I realize that not every Christian denomination follows the liturgical calendar and the readings for each day, but many do. For those of you who follow the daily readings, you might find it odd that the day after Christmas is the Feast of St. Stephen, who was the first Christian martyr. The Church, in its wisdom, uses this day to draw our attention to the difficulty of being a follower of Christ.
The first reading for December 26th comes from the Book of Acts. Stephen gives an eloquent discourse regarding the history of the Jewish people. He reminds the people of Moses’ prophecy to their ancestors in Acts 7:37 when he says, “It was this Moses who said to the Israelites, “God will raise up for you, from among your own kinsfolk, a prophet like me.” In Acts 7:38, we hear Stephen reminding the crowd how those ancient Jews responded to Moses when he says, “Our ancestors were unwilling to obey him; instead, they pushed him aside and in their hearts turned back to Egypt.”
Stephen then goes on to chastise the people with these words in Acts 7:51-52, “You stiff-necked people, uncircumcised in heart and ears, you always oppose the holy Spirit; you are just like your ancestors. Which of the prophets did your ancestors not persecute? They put to death those who foretold the coming of the righteous one, whose betrayers and murderers you have now become.”
Then, Stephen hits the people of his time and for that matter, he hits us right between the eyes when he states this in Acts 7:53 “You received the law as transmitted by angels, but you did not observe it.” How did the people respond to his harsh words? Acts 7:58 tells us, “They threw him out of the city, and began to stone him.”
Stephen was the first in a long line of saints who were martyred for their faith in Jesus Christ. Most of us, however, will not be asked to die a physical death for our faith. But we must never forget that Christianity does require us all to die for our faith.
What exactly do I mean by this? 1 Peter 2:21 tells us this, “For to this you have been called, because Christ also suffered for you, leaving you an example that you should follow in his footsteps.” Christianity involves suffering. Don’t ever allow anyone to tell you otherwise. It’s tough to be a Christian. As Christians, we are called to turn away from our old ways of life.

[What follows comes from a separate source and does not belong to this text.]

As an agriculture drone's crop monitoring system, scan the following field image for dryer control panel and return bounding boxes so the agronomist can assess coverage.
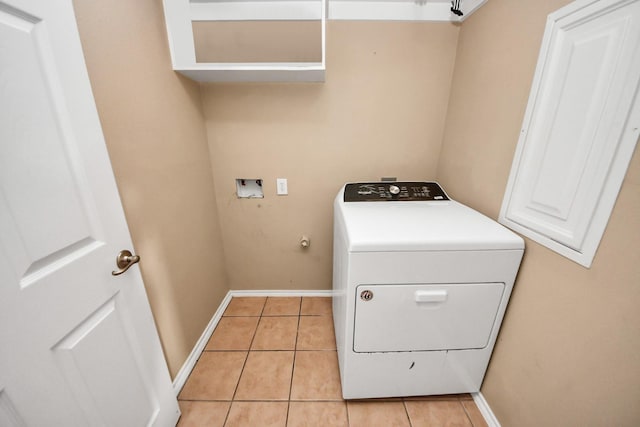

We are called to change.
Galatians 5:24 raises the bar even higher. It says, “Now those who belong to Christ Jesus have crucified their flesh with its passions and desires.” God gave each one of us the free will to either choose our natural urges for pride, power, wealth, fame, and hedonistic sexual pleasure or reject these fleshly desires and choose instead to live for Christ. The choice is ours to make, and it is not easy.
As we anticipate the upcoming year, we should take time to contemplate the reality that we are fallen individuals. God wants us to leave our darkness behind and live in the light. The modern secular life is easy. We are told to choose whatever makes us happy. Christianity is demanding. After all, who wants to take stock of their imperfections and work to eliminate them, especially if we find them enjoyable?

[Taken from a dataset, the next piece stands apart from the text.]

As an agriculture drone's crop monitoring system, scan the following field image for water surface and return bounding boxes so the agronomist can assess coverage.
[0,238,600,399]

When addressing the difficulties and challenges of being a Christian, C.S. Lewis who had once been an atheist said, “I didn’t go to religion to make me happy. I always knew a bottle of Port would do that. If you want a religion to make you feel really comfortable, I certainly don’t recommend Christianity.” G. K. Chesterton said it this way, “The Christian ideal has not been tried and found wanting; it has been found difficult and left untried.”

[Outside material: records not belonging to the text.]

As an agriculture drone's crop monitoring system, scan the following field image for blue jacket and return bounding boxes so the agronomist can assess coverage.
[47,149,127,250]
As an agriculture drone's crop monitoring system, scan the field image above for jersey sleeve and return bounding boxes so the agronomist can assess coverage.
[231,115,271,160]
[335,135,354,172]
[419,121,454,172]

As the challenging year of 2020 draws to a close and we reflect on our New Year’s resolutions, let’s give a little extra thought to those areas of our life that still need to be purged. Although the Christian life is difficult, Jesus is there to help us through. Paul tells us in Galatians 2:20, “yet I live, no longer I, but Christ lives in me; insofar as I now live in the flesh, I live by faith in the Son of God who has loved me and given himself up for me.”
Eternal life awaits us if we are willing to die to our fleshly desires. 2 Timothy 2:11 offers us this assurance, “This saying is trustworthy: If we have died with him, we shall also live with him.” Now that truly is to die for!
Heavenly Father please give me the strength in this new year about to begin to die to those things that you find offensive in me. Help me to be born anew into the life, death and resurrection of your Son and my Lord, Jesus Christ. Amen.
I wish you all a Happy and Christ-filled New Year!